Aide sociale : réplique à Alain Dubuc

2017/09/27 | Par Tristan Ouimet-Savard

L’auteur est coordonnateur des dossiers politiques, Regroupement des Auberges du cœur du Québec

Dans la foulée des débats entourant l’instauration de mesures punitives aux premiers demandeurs d’aide sociale, M. Alain Dubuc signait jeudi dernier une chronique dans La Presse comportant plusieurs assertions qui traduisent une profonde méconnaissance de la réalité sur le terrain.

D’emblée, adopter une vision binaire des prestataires d’aide sociale opposant ceux qui accepteraient de se conformer au programme Objectif Emploi à ceux qui refuseraient, élude complètement la question de la capacité à y participer. Sortir de la pauvreté et de l’aide sociale n’est pas qu’une question de volonté, surtout lorsqu’une personne vit des difficultés qui ne sont pas reconnues par le Ministère comme des obstacles légitimes à l’emploi ou au retour aux études (toxicomanie, analphabétisme, itinérance, violence, etc.). Plusieurs personnes vivent des situations qui, au-delà de leur volonté, vont compromettre leur capacité à satisfaire les exigences du Ministère dans le cadre du programme. Cette nuance est d’une importance capitale et absente de la réforme en cours.

Dans le programme Objectif Emploi, autant les volets scolarité, emploi ou acquisition d’habilités sont soumis au principe de sanction : selon le projet de règlement, lorsqu’une personne ne respecte pas (ou n’est pas en mesure de respecter) les exigences de son plan d’intégration en emploi, elle se fait coller un manquement. Résultat : le bonus de participation (240$ ou 120$ par mois) est suspendu automatiquement et une coupure s’effectue directement sur le montant de base de 628$ par mois. À titre d'exemple, comme les pénalités sont cumulatives, une personne seule et sans enfant dans le volet formation qui en serait à un 3e manquement pourrait voir ses revenus passer de 868 $ à 404 $ en l’espace d’un mois.

Est-ce qu’une étude scientifique est vraiment nécessaire pour affirmer que cette réalité purement mathématique risque de provoquer l’insécurité alimentaire, l’endettement pour des services essentiels, la perte de logement et même l’itinérance ?

Maintes fois déconstruite au cours des débats qui font rage depuis plus d’un an, la posture de M. Dubuc quant au risque de « dépendance […] pour des jeunes tentés par l’aide sociale » est empreinte de préjugés qui, au-delà de l’anecdote, ne passent pas le test de la réalité, ni n’est appuyée par les recherches scientifiques s’étant penchée sur les facteurs d’entrée et de sortie à l’aide sociale.

M. Dubuc connait-il ces jeunes ? Les a-t-il rencontrés ? 
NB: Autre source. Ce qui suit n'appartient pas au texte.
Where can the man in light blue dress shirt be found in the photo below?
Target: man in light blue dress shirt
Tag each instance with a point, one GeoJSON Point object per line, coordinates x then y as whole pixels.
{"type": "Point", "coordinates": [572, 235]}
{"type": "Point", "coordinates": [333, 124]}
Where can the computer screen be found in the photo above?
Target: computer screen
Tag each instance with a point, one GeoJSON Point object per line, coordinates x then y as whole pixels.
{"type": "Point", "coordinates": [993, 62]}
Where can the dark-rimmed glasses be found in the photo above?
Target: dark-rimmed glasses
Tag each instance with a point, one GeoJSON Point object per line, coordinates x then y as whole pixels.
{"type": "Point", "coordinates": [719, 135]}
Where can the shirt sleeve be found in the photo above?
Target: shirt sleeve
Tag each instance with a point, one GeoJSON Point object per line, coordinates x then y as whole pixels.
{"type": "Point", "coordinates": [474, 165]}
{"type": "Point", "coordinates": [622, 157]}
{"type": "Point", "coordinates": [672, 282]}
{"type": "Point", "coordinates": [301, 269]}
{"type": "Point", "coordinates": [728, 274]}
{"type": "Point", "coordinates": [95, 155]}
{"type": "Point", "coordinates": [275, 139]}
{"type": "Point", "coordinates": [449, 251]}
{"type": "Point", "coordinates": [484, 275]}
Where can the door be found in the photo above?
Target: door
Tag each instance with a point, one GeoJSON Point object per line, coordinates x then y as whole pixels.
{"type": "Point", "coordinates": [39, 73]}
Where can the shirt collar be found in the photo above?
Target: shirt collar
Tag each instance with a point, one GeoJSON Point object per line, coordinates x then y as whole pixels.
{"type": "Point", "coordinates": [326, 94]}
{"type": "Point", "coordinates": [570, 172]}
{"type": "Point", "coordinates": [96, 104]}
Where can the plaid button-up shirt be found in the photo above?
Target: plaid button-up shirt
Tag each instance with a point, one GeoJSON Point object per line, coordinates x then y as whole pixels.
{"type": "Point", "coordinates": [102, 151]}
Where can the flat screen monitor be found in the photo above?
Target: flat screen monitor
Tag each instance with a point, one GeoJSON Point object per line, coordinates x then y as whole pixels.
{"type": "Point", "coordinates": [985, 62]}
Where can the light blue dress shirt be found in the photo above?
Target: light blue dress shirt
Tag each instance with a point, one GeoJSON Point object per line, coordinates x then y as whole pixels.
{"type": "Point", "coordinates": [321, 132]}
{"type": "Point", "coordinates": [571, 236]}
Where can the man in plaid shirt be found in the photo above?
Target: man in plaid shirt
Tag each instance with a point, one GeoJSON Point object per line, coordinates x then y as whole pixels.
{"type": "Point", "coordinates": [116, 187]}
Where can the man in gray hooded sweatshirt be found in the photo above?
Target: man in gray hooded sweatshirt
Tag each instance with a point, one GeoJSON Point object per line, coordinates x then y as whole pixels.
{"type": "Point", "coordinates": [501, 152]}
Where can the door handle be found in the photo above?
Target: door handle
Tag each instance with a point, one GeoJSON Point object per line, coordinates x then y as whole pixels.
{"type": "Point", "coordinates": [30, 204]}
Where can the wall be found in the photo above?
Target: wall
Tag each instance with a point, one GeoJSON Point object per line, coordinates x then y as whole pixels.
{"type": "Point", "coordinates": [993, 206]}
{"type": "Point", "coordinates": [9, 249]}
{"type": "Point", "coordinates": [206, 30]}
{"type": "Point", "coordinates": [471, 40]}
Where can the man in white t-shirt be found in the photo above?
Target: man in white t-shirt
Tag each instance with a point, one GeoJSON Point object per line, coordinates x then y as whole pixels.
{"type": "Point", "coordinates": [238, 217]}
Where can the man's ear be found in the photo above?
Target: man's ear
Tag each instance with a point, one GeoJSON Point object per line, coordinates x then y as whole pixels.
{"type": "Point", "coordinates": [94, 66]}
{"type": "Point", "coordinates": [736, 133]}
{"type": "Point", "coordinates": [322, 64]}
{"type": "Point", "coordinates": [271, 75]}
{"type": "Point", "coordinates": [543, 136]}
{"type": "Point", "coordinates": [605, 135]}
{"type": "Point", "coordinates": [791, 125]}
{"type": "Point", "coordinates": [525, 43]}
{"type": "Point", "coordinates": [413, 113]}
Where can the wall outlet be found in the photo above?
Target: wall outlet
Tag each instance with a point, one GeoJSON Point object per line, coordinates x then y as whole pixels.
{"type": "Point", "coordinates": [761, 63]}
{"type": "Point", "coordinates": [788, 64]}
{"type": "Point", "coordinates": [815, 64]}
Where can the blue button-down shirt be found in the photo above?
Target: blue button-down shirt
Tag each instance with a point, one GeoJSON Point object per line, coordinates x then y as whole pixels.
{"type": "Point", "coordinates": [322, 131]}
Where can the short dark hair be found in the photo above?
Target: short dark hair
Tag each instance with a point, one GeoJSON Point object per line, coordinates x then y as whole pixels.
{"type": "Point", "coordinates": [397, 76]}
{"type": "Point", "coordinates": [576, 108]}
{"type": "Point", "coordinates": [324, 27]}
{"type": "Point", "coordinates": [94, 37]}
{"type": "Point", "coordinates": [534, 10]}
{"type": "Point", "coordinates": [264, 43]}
Depuis plus de trente ans, les Auberges du cœur ont hébergé et soutenu plus de 70 000 jeunes à risque ou en situation d’itinérance, dont 75 % de jeunes adultes qui sont sans revenu ou reçoivent de l’aide de dernier recours. En processus de désaffiliation, leurs trajectoires de vie sont marquées par un cumul de décrochages qui témoignent d’une rupture des liens sociaux. Ils et elles ont été « décrochés » de la famille, d’un logis stable, de l’école, du marché du travail, de l’espace social et politique.

À bout de souffle, ayant épuisé leurs maigres ressources matérielles et leur réseau de soutien, ils et elles se tournent vers l’État pour obtenir une aide de dernier recours. C’est d’ailleurs souvent la seule porte d’entrée qui s’offre à eux pour ne pas tomber dans l’indigence la plus complète et avoir accès aux programmes de formation ou d’employabilité qui y sont associés.

Mais ils et elles ne sont pas au bout de leurs peines tellement les ressources offertes, que ce soit en termes d’accompagnement, de diversité de programmes et de sécurité financière eu égard à leurs besoins (même avec un bonus de participation), ne sont pas au rendez-vous.

Ils sont là les véritables problèmes auxquels le programme Objectif Emploi ne répond pas.